Ей стихи понравились. Она увидела в них веселую свободу и бравую походку. Сказала, что мое разгильдяйство в литературе похоже на пушкинское, что для меня вряд ли комплимент. Особую роль здесь сыграли школьная программа по литературе, портреты маслом и глубокомысленные памятники по городам и весям.

В первый раз мы встретились с Майей Петровной в фойе библиотеки Белинского. Она уже прочитала мои тексты и отобрала несколько стихотворений для публикации. Я был не против ее выбора.

– А это не понравилось? – спросил я.

– А что тут такого?

– «Она подороже, чем золотой муравей, и покруглей, чем мохнатый болотный шар» – сдвинутая метафора про луну, вполне шальная.

– Ты к тому же понимаешь, что пишешь? – удивилась она.

Я не знал, что ответить. Что-то понимал, чего-то не понимал. Несмотря на беспечность, я был внимательным человеком. Прислушивался, присматривался. По жизни разыгрывал обаятельного дурака. Что-то привело меня именно к этому образу поведения. Я не перебарщивал, но простодушие изображал вполне искренне. Обнаружил однажды, что так жить проще. Старался идти по пути наименьшего сопротивления. Двигаться в потоке жизни. Решения принимать лишь тогда, когда этого требует ситуация. Ситуация этого требует редко.

Сегодня хороший день. Это ощущается сразу после пробуждения. Я просыпаюсь и знаю: все будет тип-топ. В такие дни можно переходить улицу с закрытыми глазами на красный свет. Пить неразбавленный спирт, одеколон или бутираль фенольный клей. Можно знакомиться с самыми роскошными женщинами, даже если они при кавалерах. Когда со мной происходили беды, я с утра чувствовал неуверенность и беспокойство. В сторону культуры от природы я ушел недалеко, хотя иная картинная галерея мне намного интересней зоопарка.

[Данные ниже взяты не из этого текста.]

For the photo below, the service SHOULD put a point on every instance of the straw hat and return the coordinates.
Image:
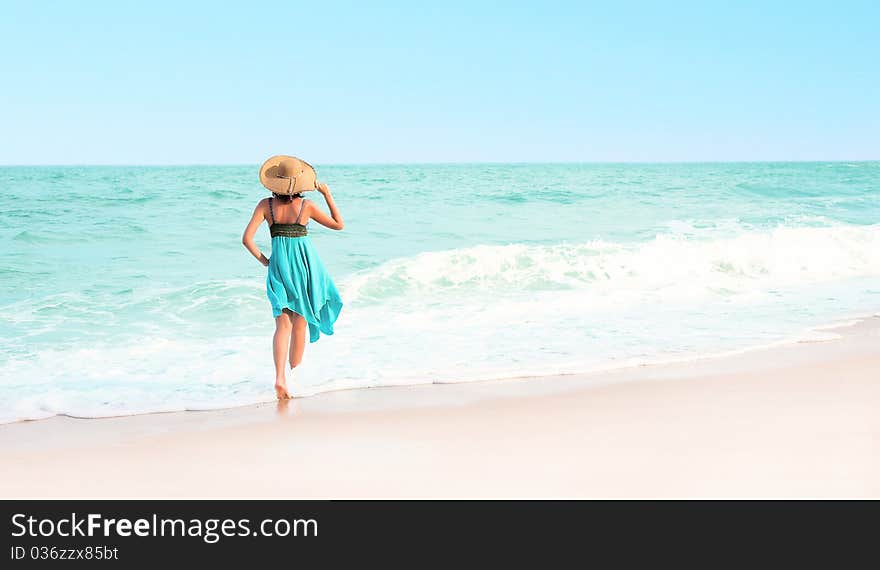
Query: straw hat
(284, 174)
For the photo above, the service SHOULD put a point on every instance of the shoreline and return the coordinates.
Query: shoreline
(797, 420)
(828, 328)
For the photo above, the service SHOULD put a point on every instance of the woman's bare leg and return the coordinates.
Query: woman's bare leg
(283, 327)
(297, 340)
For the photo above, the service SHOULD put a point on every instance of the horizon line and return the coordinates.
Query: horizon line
(448, 163)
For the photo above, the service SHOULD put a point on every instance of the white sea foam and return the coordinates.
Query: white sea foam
(475, 313)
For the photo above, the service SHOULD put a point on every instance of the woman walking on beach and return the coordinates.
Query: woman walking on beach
(300, 290)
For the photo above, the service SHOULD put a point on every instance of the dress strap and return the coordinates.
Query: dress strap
(301, 208)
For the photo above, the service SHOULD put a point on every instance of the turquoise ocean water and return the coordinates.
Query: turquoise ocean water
(127, 290)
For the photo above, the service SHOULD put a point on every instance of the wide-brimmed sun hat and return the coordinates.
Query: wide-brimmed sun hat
(284, 174)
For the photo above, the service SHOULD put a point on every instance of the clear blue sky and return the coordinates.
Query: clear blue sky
(212, 82)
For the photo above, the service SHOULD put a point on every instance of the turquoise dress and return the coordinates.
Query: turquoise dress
(297, 280)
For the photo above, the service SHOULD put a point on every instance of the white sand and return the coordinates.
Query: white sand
(801, 420)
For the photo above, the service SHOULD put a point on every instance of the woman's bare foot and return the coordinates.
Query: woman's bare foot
(281, 391)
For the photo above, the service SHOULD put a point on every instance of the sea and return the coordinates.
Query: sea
(126, 289)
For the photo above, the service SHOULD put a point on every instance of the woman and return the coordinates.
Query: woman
(299, 288)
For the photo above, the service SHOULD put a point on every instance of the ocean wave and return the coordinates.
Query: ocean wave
(753, 259)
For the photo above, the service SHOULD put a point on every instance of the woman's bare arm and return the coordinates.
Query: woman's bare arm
(334, 220)
(248, 237)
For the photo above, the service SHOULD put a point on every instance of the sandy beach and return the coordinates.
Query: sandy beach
(797, 420)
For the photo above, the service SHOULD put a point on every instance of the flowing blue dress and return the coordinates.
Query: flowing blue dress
(297, 280)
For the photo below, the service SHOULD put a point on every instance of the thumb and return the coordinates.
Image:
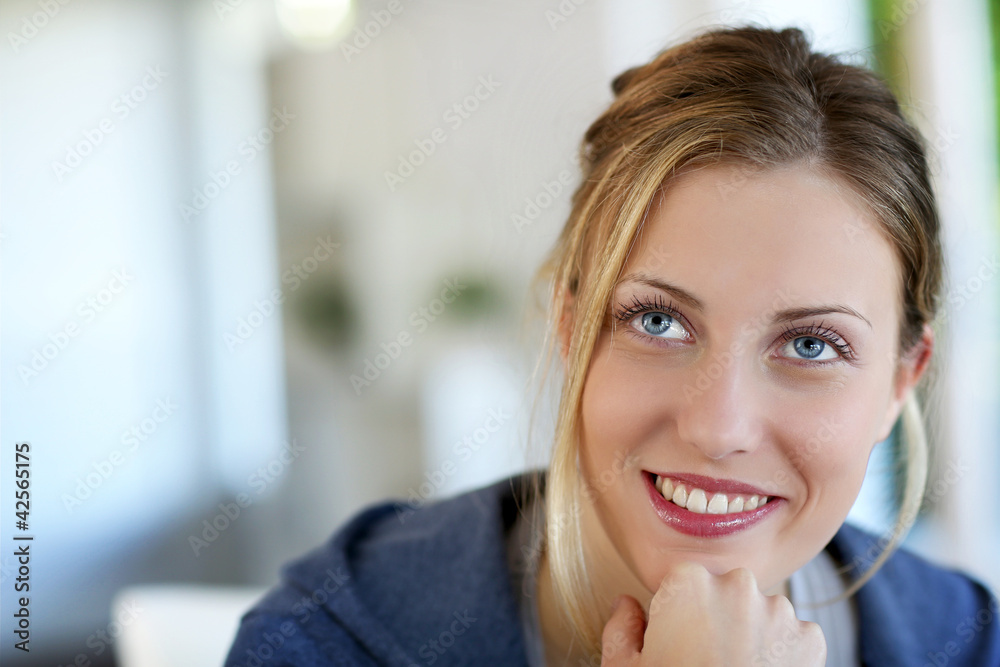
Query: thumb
(621, 640)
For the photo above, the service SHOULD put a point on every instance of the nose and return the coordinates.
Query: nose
(717, 413)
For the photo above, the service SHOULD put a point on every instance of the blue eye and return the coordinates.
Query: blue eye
(657, 324)
(811, 348)
(816, 343)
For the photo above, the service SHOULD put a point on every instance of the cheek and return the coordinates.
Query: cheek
(830, 454)
(619, 413)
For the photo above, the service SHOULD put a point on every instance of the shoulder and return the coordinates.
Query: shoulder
(913, 611)
(399, 584)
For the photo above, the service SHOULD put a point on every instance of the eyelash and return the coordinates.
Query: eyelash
(626, 313)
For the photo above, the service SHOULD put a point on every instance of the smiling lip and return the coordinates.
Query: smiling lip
(708, 525)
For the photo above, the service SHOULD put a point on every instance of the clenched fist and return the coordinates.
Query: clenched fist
(700, 619)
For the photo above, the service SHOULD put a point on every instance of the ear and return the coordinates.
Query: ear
(909, 371)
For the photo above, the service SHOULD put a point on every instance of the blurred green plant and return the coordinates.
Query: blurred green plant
(327, 312)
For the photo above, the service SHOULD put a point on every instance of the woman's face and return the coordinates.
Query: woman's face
(749, 351)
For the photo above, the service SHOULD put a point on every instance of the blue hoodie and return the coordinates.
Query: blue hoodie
(408, 588)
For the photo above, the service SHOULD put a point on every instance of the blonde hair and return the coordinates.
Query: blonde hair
(753, 97)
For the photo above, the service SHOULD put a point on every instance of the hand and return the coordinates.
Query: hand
(700, 619)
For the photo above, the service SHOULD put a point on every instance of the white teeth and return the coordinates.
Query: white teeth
(719, 504)
(697, 502)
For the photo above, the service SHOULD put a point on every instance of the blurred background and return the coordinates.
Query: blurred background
(266, 262)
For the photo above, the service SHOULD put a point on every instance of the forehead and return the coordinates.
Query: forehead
(731, 235)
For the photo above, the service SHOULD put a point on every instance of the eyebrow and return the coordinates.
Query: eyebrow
(786, 315)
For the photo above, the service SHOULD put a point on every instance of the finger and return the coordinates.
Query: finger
(621, 640)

Я пересекаю улицу Ленина с прогулочной разделительной аллеей посередине и прохожу мимо бывшего магазина «Пуговицы». Теперь здесь обосновались кооператоры. Продают колбасу. Пуговицы были мне милее. Я скупал их в ассортименте. Красными украшал собственные пиджаки. Огромные желтые и зеленые незаметно пришивал на шторы, когда приходил к кому-нибудь в гости.

Город стал мне родным быстро. Он полюбил меня, и я в ответ незамедлительно полюбил его. Если какая-то обида и разочарование случались, то быстро выветривались из головы. Сейчас я переполнен лишь светлыми воспоминаниями.

Когда ты движешься не оглядываясь, ты вряд ли кого-то предаешь. У тебя нет времени думать о предательстве. Те, кто остаются, видят твое движение и начинают подозревать во всех грехах мира. Уловок, чтобы остановить человека, много. Можно осудить его честолюбивый порыв, призвав к смирению и скромности. Можно доказать, что впереди его ничего не ждет. Счастье только здесь, в кругу друзей, на прокуренной кухне. Человек способен на время остановиться и не спешить, но если он почувствовал радость движения – рано или поздно сорвется с места.

В Екатеринбурге у меня было несколько реперных точек. Магазин «Букинист», где я менял Джеймса Чейза на Альбера Камю.

Ивановское кладбище, где я пил портвейн на безымянных могилах. Дом культуры автомобилистов, где показывали элитарное кино, а автомобилистами и не пахло. Институт электрофизики, куда я ходил на службу. Кинотеатр «Буревестник» – около него жила моя тогдашняя любовь. Ну и улица Декабристов, где в те времена обретались Майя Петровна Никулина и Константин Николаевич Мамаев.

Дверь открыла Майина дочь Маша и невнятно поздоровалась. Она не любила поэтов, досаждающих ее матери. Никулина выпорхнула из кухни.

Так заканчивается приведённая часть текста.